The consensus that children are uniquely vulnerable and fragile creatures is so strong that even critical voices often remain trapped in it. Sadly, last week's Mental Health Foundation study exacerbates the problem that it seeks to address. The report claims that children have become intensely susceptible to mental illness. So now neurotically anxious parents have a new fear: not only are their children prey to dangerous drivers, threatening strangers, unsafe toys and food, and a variety of new syndromes and physical diseases; they are also at risk of losing their minds. The report's claim that one out of five children suffers mental stress is based on reinterpreting difficult behaviour as medical conditions. Diagnosing children's behavioural problems is a notoriously subjective affair. One person's noisy child is another's victim of mental stress. By inflating the meaning of mental illness to include common behavioural problems, the report contributes towards the "diseasing" or "pathologising" of childhood. There was a time when difficult behaviour was seen as an inevitable feature of the process of growing up. Today, child professionals interpret childhood behaviour from the prism of psychology. The more promiscuous they are with inventing new medical labels, the more the number of mentally ill children increases.

Health professionals, social workers and therapists cannot resist the temptation to continually expand the range of pathologies suffered by children. Instead of bad behaviour, children's action is increasingly explained through a medical diagnostic category. So noisy, disobedient and troublesome children are represented as suffering from an illness that requires new-fangled medical intervention rather than old- fashioned discipline. There has been an explosion in the discovery of so-called hidden syndromes and disorders that apparently afflict children. Attention deficit hyperactivity disorder (ADHD) competes with a variety of so-called learning disabilities as the fashionable condition suffered by children. A growing number of youngsters now define themselves as disabled. A recent government survey reported that between 1985 and 1996 there has been an astounding increase of 155 per cent in the number of 16- to 19- year-olds who define themselves as disabled.
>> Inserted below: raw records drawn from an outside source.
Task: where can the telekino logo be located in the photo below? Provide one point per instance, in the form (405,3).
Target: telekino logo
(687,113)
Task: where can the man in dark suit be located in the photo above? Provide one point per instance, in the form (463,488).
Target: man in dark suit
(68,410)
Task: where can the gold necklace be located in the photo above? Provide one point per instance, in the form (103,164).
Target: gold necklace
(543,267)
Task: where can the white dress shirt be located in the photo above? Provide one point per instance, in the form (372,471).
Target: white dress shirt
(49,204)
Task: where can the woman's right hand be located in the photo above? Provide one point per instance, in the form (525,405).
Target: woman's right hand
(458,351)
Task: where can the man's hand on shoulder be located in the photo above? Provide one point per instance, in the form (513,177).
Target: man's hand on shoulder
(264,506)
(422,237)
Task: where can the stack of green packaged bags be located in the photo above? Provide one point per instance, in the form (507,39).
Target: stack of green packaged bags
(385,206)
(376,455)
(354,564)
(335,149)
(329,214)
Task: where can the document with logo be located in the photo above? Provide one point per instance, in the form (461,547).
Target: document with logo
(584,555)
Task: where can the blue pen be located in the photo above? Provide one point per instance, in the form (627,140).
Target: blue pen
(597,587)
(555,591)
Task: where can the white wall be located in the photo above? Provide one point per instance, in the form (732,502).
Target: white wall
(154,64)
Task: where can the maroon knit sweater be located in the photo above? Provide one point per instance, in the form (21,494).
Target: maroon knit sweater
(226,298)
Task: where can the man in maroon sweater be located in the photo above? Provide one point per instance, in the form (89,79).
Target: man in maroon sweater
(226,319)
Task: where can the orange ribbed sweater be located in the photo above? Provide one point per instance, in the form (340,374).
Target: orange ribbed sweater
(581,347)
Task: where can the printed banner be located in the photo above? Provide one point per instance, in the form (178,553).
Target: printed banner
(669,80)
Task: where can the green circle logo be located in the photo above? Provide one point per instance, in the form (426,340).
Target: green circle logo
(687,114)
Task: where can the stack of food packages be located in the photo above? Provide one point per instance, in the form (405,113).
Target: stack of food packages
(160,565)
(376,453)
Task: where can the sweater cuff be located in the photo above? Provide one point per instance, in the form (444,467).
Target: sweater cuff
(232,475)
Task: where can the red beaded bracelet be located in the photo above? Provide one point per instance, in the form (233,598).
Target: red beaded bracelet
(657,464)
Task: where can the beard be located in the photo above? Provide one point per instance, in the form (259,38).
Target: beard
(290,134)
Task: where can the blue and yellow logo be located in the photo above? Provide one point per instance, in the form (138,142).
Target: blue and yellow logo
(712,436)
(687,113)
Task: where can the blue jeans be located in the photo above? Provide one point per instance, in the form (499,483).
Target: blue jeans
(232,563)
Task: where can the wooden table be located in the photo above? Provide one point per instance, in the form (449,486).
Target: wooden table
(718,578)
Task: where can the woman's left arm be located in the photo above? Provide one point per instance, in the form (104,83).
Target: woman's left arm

It is not just the child-safety industry that preys on parent's anxieties. Politicians seem convinced that they have an indispensable role in protecting children by dreaming up policies on the family. The politicisation of the family and the professionalisation of parenting undermine the confidence of parents. By treating adults as children, government intervention helps to foster a climate where parents find it difficult to act as adults. It is this infantilisation of adulthood which has ensured that obsessive behaviour has become the predominant style of British parents.

Frank Furedi is a sociologist at the University of Kent in Canterbury. He is the author of `The Culture of Fear'.